WASHINGTON — The Obama administration said Thursday that rate increases sought by a health insurance company were unreasonable, and it ordered the insurer to rescind them or justify its refusal to do so.
Kathleen Sebelius, the secretary of health and human services, issued the finding against the carrier, Trustmark Life Insurance Company, a unit of Trustmark Mutual Holding Company.
Ms. Sebelius said that “the excessive rate increases” would affect nearly 10,000 people in Alabama, Arizona, Pennsylvania, Virginia and Wyoming.
“It’s time for Trustmark to immediately rescind the rates, issue refunds to consumers or publicly explain their refusal to do so,” Ms. Sebelius said, wielding power granted by the new health care law.
The action fits in with White House efforts to demonstrate the value of the new health care law and to portray President Obama as fighting for the economic interests of middle-class families in this election year.
Cindy Gallaher, a spokeswoman for Trustmark, based in Lake Forest, Ill., said: “We respectfully disagree with the assumptions and conclusions drawn today by the Department of Health and Human Services. Our premiums are driven by the rising cost and increased utilization of medical services.”
“Trustmark has been and will continue to be in compliance with all aspects” of the law, Ms. Gallaher added.
The law, signed by President Obama in March 2010, set detailed federal standards for health insurance, which had for decades been regulated mainly by the states. The law calls for the annual review of “unreasonable increases in premiums.” Under rules issued last year by Ms. Sebelius, rate increases of 10 percent or more must be reviewed by state or federal officials.
The administration used its rate review authority once before, on a smaller scale, in an effort to stop what it described as an unreasonable rate increase of 12 percent by the Everence Insurance Company in Pennsylvania. The company says the increase reflects the cost of providing coverage to small businesses there.
Mr. Obama unsuccessfully sought the power to block rate increases deemed unreasonable, a power that some states have. Even without that authority, administration officials said, their ability to challenge and publicize large increases provides a significant new protection for consumers.
The administration did not release details of its calculations, but said that Trustmark was seeking rate increases of 13 percent in each of the five states. Combined with other rate changes in the last 12 months, it said, these proposals would result in rate increases averaging 27 percent in Alabama, 18 percent in Arizona and 15 percent in Pennsylvania.

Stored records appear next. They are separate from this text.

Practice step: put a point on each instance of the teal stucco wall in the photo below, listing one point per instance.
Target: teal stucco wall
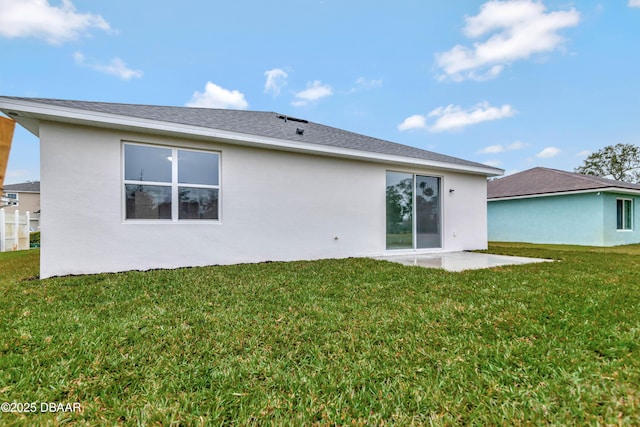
(575, 219)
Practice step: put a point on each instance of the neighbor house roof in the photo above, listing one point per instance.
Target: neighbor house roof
(267, 129)
(23, 187)
(544, 181)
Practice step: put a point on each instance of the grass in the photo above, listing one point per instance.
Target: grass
(335, 342)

The company cited the rising costs of hospital care, doctors’ services and prescription drugs as a reason for seeking higher rates.
Nationally, health spending rose at exceptionally low rates in 2009 and 2010, as the recession prompted many people to postpone care they could not afford because they had lost jobs, income and health insurance.
Under the new law, insurers must spend at least 80 percent of premium revenues on medical care and efforts to improve it.
Gary Cohen, acting director of insurance oversight at the Department of Health and Human Services, said Trustmark did not meet this standard in any of the five states.
Ms. Gallaher, the spokeswoman for Trustmark, said the share of premiums paid out in benefits, known as the medical loss ratio, “can vary significantly from year to year.”
“If there are instances where we do not reach the required loss ratio as calculated under federal regulations,” Ms. Gallaher said, “we will, promptly and in accordance with the Affordable Care Act, rebate the difference to customers.”
The federal government reviews insurance rate increases in states where it finds that state officials lack the authority or capacity to do so effectively. With encouragement from Washington, a number of states have hired actuaries to analyze proposed rate increases and authorized state officials to reject those found to be excessive.
Ms. Sebelius praised Connecticut, New York and Oregon for forcing insurers to scale back rate increases.
In Louisiana, Missouri and Montana, Mr. Cohen said, proposed rate increases of more than 10 percent have been found reasonable, in relation to the benefits provided.